According to our basic hypothesis, there is a correlation between the temperament and the HRV parameters. We hypothesized higher sympathetic and lower vagal activity in temperamental horses than in calm, more cooperative ones. According to our hypothesis calm horses with higher HRV are, less exposed to environmental stimuli and more able to cope with stress. A total of 51 animals, 29 horses and 22 ponies were involved in the study. We recorded the breed, age, gender and exercise level of the horse examined. The required temperament data were obtained from a modified questionnaire survey. ECG recordings were collected with KRUUSE Televet 100 - Telemetric ECG. We recorded 30 minutes of resting ECG while horses were freely moving in their individual boxes. From the 30 minutes recordings 3 minutes of data free of any artefact was selected for further HRV analysis. The analysis was performed by the Kubios software without using any filters. Correlations between HRV parameters and temperament scores were evaluated by Spearman's rank correlation test.

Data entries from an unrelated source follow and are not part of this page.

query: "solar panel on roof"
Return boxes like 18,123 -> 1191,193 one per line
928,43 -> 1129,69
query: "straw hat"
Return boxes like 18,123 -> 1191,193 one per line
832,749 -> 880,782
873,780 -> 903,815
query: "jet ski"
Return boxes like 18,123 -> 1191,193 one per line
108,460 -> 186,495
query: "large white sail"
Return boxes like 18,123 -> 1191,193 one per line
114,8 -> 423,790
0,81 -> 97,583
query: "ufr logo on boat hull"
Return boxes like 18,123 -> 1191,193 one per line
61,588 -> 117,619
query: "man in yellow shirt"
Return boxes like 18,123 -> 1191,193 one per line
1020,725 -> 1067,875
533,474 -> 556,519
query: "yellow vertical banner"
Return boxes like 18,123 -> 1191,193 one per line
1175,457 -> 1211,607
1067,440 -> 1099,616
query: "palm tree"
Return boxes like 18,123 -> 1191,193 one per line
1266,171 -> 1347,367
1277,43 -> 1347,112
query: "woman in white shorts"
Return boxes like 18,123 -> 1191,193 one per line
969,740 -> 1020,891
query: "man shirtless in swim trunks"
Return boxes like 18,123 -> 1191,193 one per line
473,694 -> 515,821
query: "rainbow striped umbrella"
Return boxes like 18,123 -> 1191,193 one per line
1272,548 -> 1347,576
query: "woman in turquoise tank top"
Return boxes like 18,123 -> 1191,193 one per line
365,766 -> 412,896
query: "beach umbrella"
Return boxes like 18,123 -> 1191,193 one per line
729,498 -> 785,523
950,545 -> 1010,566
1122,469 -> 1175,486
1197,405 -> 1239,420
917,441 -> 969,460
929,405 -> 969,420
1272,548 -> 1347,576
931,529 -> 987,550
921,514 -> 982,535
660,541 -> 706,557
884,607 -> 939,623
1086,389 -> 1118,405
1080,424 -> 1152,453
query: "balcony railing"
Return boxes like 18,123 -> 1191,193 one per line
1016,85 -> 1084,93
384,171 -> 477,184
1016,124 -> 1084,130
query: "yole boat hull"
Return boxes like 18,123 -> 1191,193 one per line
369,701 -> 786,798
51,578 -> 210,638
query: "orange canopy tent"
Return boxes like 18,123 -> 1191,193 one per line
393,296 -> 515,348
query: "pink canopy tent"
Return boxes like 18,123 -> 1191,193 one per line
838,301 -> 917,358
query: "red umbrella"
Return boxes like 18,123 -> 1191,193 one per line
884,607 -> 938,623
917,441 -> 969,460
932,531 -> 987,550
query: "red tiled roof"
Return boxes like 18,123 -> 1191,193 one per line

When evaluating all horses in a single data set we could not demonstrate any significant correlation between HRV parameters and temperaments scores. When evaluating data sets separately according to fitness levels certain correlations could be identified. In horses, with low-moderate exercise levels, temperament scores were correlated to HF values. In horses with more intense exercise levels temperament scores correlated with some HRV values (Max HR p=0.02223, Mean HR p=0.003516, Mean RR p=0.003516, Min HR p=0.01551, PNS index p=0.01214, SNS index p=0.02872, HF HZ_FFT p=0.01861. Interestingly the correlation was always inverse than expected. Horses subjectively described with calm, and cooperative temperament had higher HR values, and lower parasympathetic influence while recording the resting ECG. Our findings are consistent with previous studies where HRV data were not useful in reflecting visible behavioural types or rather the other way around subjective temperament questionnaires do not reflect the horse neurohormonal stress situation and stress coping strategies. It can be also stated that the HRV parameters of horses at different training levels are not comparable, because activity has a much greater effect on HRV than temperament.